Video representation of the cane sugar manufacturing process

The video above demonstrates the cane sugar manufacturing process, starting from the sugar cane plant. This plant is a tropical grass that can grow up to 20 feet high. When sugar cane is ready for harvest, the tops of the grass are cut, and the base stocks are left behind so they can grow into the next crop. Due to this harvesting style, sugar cane is a renewable resource as it does not have to be replanted to produce a new crop. This is one benefit that cane sugar provides over honey, as bees must reproduce to continue the lines of queen bees and forager bees. After harvest, the sugar cane is transported to a mill and washed and cut into shreds. The shreds are crushed by rollers before they are placed in separators that remove the fibers and send the juice to evaporators. The resultant syrup is boiled to remove water, and then cooled before crystallization. More steps follow, but despite the complex extraction of cane sugar from the sugar cane plant, this source is more reliable than bees who are subject to climate change, infertility, and diseases. This reliability was summed up by Alexander the Great’s Admiral Nearchos around 300 BC, who referred to the sugar cane plant as “‘Indian reeds that make honey without bees’” (Nordic Sugar A/S, 2019) . Even during ancient times and without modern sugar production technology, the juice from the sugar cane plant was pressed out and boiled to produce crystallized sugar (Nordic Sugar A/S, 2019) . Since cane sugar production primarily relies on a renewable resource and man-made technology, it is more constant and not as biologically expensive as honey production, which makes cane sugar more readily available as a sweetener.

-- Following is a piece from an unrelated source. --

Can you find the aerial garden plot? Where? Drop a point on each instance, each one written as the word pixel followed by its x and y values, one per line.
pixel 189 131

Although cane sugar was perceived as providing more medicinal benefits and nutritional benefits to the diets of Europeans than honey, research today discounts this belief. According to a study published in the Journal of Natural Resources and Life Sciences Education, since honey is denser than cane sugar, one tablespoon of honey carries more than one tablespoon of cane sugar (Anonymous, 2011). Also, honey offers some nutrients that cane sugars does not, such as antioxidants (Anonymous, 2011). Therefore, this research overrides the notion that cane sugar is medically and nutritionally superior to honey. In hindsight, replacing honey as a sweetener with cane sugar does not appear to have been the healthiest choice, as honey does provide more calories and nutrients. However, cane sugar was and still is a better preservative and its taste more enjoyable, comparable to honey.

Overall, the honey to cane sugar transformation in chocolate recipes ultimately served to sweeten the beverage at the expense of healthier consumption. Although sugar cane is a more reliable source for sweetener than flowers and bees, nowadays humans are relying on an insubstantial added sweetener. Even though honey is also an added sweetener, it is nutritiously and medically superior to cane sugar. However, cane sugar was integral to the rise in popularity of chocolate, as its sweetness and taste could not be matched by honey in the palates of Europeans.

Multimedia Sources

Hanson, Joe [It’s Okay To Be Smart]. (2016, March 28). How Do Bees Make Honey [Video file]. Retrieved from https://www.youtube.com/watch?v=nZlEjDLJCmg

[Imperial Sugar]. (2015, June 9). How Cane Sugar Is Made [Video file]. Retrieved from https://youtu.be/EP_fgp7zYKk

Nayik, G., Shah, T., Muzaffar, K., Wani, S., Gull, A., Majid, I., & Bhat, F. (2014). Honey: Its history and religious significance: A review. Universal Journal of Pharmacy, 03(1), 5-8.

References

Anonymous. (2011). Honey or Sugar? Journal of Natural Resources and Life Sciences Education, 40(1), 224.

Coe, S. D. and Coe, M. D. 2013[1996]. The True History of Chocolate. 3rd edition. London: Thames & Hudson.

Mintz, S. 1986[1985]. Sweetness and Power: The Place of Sugar in Modern History. New York: Penguin Books.